Background We have previously shown that SLE BMSCs have a pro-inflammatory mediated by a MAVS and IFNβ feedback loop. Compared to healthy controls, SLE BMSCs produced increased amounts of IFNβ and had increased mRNA for several genes induced relatively specifically by IFNβ. They also had decreased proliferation, increased ROS, increased DNA damage and repair (DDR), a senescence associated secretory phenotype, and increased senescence-associated β-galactosidase. To better understand the phenotype of SLE BMSCs we conducted RNA sequencing.
Methods Patients fulfilling SLE classification criteria and age and sex matched healthy controls were recruited under an Institutional Review Board approved protocol (6 pairs). Bone marrow aspirates and peripheral blood samples were obtained. BMSCs were isolated with low density Ficoll/Hypaque and grown in tissue culture. Purity of BMSC cultures were verified by flow cytometry. Early passage BMSC were harvested and mRNA samples were sent for RNAseq through the University of Rochester Genomics Core.

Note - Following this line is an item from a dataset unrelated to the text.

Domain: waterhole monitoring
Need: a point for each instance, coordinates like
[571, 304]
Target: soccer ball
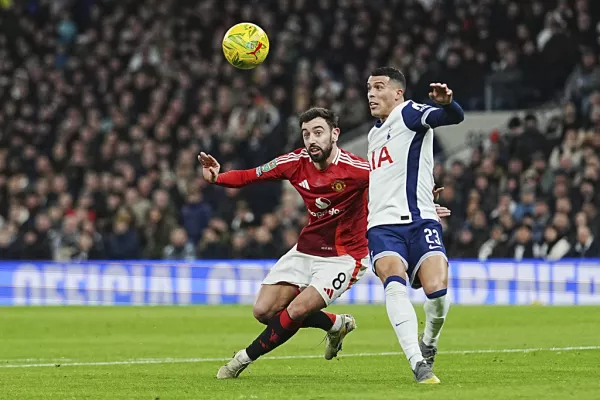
[245, 45]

Serum samples with assayed for IFNβ using an ELISA from PBL.
Results Hierarchical clustering of normalized RNAseq profiles found SLE patients with high levels of serum IFNβ (>13 units per XXX) grouped together while SLE patients with low levels of IFNβ grouped together with healthy controls. Principal component analysis found the majority of the variance could be explained by PC1 (32.3%) and PC2 (25.5%). While PC1 did not separate SLE or SLE IFNβ high from the other samples, PC2 clearly differentiated SLE IFNβ high samples from SLE IFNβlow and control samples. SLE IFNβ low and control sample overlapped in both PC1 and PC2. The top upregulated genes in PC2 were RSAD2, MX1, IFIT1, IFIT2, OAS1, CMPK2, OASL, IFIT3, ISG15, IDO1, IFI6, MX2, HERC5, and IFIH1 … all type I interferon-induced genes.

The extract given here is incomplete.